Für den Arbeitgeber bedeutet das Insolvenzverfahren in gewisser Weise eine „Entmündigung“. Der Insolvenzverwalter bestimmt allein, was geschieht. Unter gewissen Voraussetzungen besteht die Möglichkeit der Eigenverwaltung. Dann bleibt die Verfügungsbefugnis beim Arbeitgeber, wenn auch unter der Aufsicht eines sog. Sachwalters. Dieser hat die Aufgabe, den Arbeitgeber bei den wichtigen Entscheidungen zu überwachen. Durch die Anordnung der Eigenverwaltung bleibt der Arbeitgeber selbstbestimmt. Außerdem wird das Insolvenzverfahren billiger, weil die Vergütung des Sachwalters wesentlich niedriger ist als diejenige des Insolvenzverwalters. Die Eigenverwaltung muss zum einen ausdrücklich beantragt werden und zum anderen darf deren Anordnung nicht zu Nachteilen für die Gläubiger führen.
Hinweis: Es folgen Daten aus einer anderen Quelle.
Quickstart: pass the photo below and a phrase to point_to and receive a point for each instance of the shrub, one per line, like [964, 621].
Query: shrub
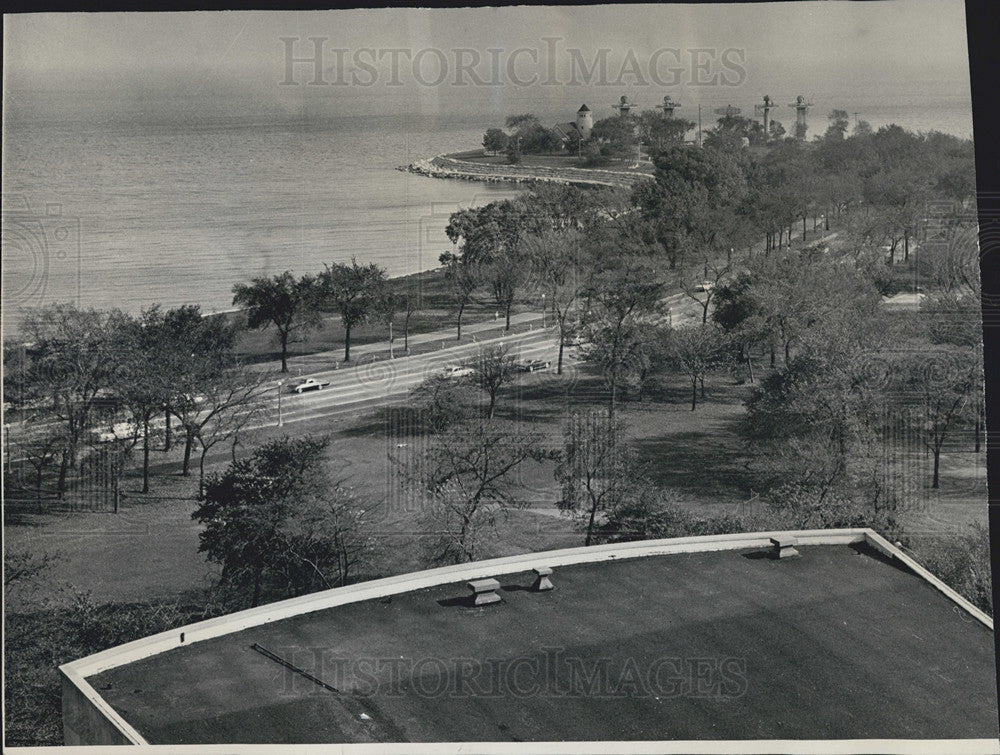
[963, 563]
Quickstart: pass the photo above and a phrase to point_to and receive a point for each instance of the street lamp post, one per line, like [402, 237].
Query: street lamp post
[280, 383]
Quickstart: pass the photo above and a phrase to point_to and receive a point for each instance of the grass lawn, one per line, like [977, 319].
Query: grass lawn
[150, 549]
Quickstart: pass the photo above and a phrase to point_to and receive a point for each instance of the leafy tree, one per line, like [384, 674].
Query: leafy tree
[495, 141]
[442, 401]
[838, 125]
[964, 563]
[194, 349]
[278, 517]
[467, 478]
[230, 403]
[658, 132]
[465, 277]
[281, 301]
[730, 129]
[490, 246]
[691, 191]
[555, 255]
[352, 291]
[73, 359]
[621, 299]
[617, 136]
[696, 351]
[384, 307]
[938, 388]
[142, 382]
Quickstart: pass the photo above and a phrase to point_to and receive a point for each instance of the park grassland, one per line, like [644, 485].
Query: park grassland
[116, 577]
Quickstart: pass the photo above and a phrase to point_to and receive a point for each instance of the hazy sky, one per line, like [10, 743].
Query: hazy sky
[861, 52]
[896, 36]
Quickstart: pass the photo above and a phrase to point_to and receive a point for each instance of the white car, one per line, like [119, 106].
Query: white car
[309, 384]
[456, 371]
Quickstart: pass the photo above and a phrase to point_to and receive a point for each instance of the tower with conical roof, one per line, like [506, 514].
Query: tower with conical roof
[584, 122]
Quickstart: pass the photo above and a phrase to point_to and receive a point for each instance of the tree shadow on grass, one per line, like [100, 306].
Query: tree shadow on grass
[703, 464]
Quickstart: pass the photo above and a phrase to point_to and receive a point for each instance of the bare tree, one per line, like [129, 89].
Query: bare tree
[696, 351]
[352, 291]
[555, 255]
[596, 469]
[282, 301]
[467, 477]
[495, 367]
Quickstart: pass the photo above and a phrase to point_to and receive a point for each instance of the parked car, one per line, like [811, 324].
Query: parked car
[456, 371]
[309, 384]
[533, 365]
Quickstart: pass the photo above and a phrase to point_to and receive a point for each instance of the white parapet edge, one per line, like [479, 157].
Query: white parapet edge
[679, 747]
[77, 672]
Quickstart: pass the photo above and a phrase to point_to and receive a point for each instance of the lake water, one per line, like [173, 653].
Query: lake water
[153, 202]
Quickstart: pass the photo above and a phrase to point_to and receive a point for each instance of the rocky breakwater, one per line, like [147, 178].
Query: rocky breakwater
[443, 166]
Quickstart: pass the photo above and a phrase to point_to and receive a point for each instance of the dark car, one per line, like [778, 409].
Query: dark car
[533, 365]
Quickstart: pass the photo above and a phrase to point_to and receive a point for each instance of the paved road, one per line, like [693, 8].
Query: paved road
[369, 383]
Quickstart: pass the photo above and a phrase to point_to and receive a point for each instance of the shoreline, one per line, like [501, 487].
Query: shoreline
[452, 166]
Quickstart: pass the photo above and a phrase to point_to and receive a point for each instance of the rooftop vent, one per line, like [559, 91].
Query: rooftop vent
[542, 581]
[484, 591]
[784, 547]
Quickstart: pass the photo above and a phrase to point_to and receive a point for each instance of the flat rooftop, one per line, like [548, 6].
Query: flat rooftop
[840, 643]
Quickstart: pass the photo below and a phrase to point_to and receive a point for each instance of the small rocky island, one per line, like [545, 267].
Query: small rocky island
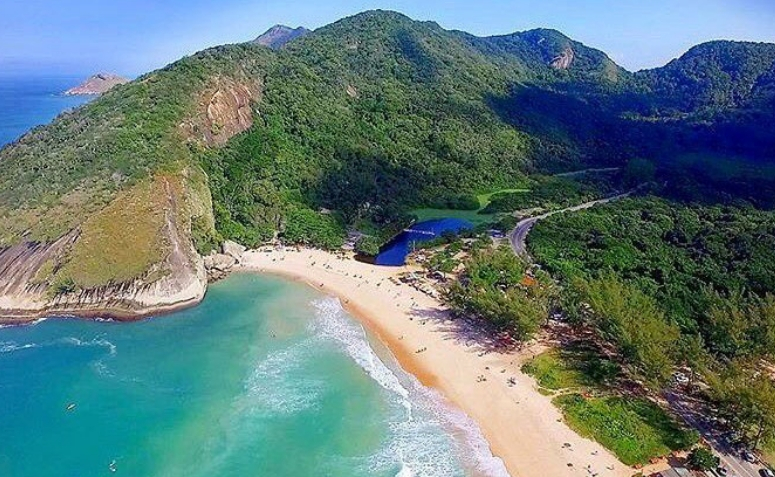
[96, 85]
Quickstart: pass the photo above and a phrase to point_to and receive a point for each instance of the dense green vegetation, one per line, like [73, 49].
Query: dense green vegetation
[493, 288]
[375, 115]
[576, 367]
[671, 284]
[682, 255]
[551, 193]
[363, 121]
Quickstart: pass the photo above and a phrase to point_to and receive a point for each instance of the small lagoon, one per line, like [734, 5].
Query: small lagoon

Wenn bereits gegen den Arbeitgeber vollstreckt wird, insbesondere von Finanzamt und Krankenkassen, wird die Eigenverwaltung im Regelfall nicht zugelassen.
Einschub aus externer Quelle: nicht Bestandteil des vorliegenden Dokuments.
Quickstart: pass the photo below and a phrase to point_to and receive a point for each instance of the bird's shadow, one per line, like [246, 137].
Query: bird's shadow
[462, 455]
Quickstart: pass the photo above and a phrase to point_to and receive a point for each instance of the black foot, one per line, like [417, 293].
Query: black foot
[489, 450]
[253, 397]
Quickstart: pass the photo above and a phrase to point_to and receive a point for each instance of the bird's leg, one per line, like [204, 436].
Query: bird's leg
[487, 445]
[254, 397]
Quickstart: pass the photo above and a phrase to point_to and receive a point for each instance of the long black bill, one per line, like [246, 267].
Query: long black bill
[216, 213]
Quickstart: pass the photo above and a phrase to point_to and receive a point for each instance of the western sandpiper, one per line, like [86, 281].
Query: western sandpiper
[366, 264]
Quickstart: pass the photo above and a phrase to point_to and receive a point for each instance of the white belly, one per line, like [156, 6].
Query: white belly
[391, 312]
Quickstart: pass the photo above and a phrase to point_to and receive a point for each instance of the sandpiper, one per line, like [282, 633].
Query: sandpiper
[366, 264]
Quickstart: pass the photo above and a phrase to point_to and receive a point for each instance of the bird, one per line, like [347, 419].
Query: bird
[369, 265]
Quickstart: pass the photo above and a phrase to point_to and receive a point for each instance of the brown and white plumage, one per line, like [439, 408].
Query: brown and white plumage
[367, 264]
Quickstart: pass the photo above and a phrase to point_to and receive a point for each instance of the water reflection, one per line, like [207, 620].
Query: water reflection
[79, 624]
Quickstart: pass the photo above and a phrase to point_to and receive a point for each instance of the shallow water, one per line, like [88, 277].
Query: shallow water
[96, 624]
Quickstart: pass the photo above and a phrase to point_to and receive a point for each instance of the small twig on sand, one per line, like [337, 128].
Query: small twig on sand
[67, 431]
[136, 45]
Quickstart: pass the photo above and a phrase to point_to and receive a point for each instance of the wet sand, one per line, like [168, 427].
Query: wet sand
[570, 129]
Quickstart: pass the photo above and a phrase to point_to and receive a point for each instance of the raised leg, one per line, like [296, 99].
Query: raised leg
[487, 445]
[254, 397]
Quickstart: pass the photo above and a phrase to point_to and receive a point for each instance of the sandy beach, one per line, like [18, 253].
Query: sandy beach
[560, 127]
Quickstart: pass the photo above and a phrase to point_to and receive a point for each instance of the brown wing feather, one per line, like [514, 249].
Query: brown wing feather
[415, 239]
Als besondere Form einer vorläufigen Eigenverwaltung bereits im Insolvenzeröffnungsverfahren wurde Ende 2011 das Schutzschirmverfahren eingeführt. Voraussetzung ist u.a., dass der Arbeitgeber noch nicht zahlungsunfähig ist (also nur überschuldet oder drohend zahlungsunfähig), ein Antrag auf Eigenverwaltung gestellt wird, die Sanierung des Unternehmens nicht offensichtlich aussichtslos ist (dies muss ein in Insolvenzsachen erfahrener Profi bescheinigen) und spätestens bei Eröffnung des Verfahrens ein Insolvenzplan vorgelegt wird. Die Phase des zumeist 3 Monate laufenden Insolvenzeröffnungsverfahrens wird also intensiv genutzt für die Sanierung des Unternehmens. Die drei Instrumente „Planverfahren“, „Eigenverwaltung“ und „Schutzschirmverfahren“ werden hierbei kombiniert. Im Idealfall ist das Insolvenzverfahren auf diese Weise innerhalb kürzester Zeit vorbei.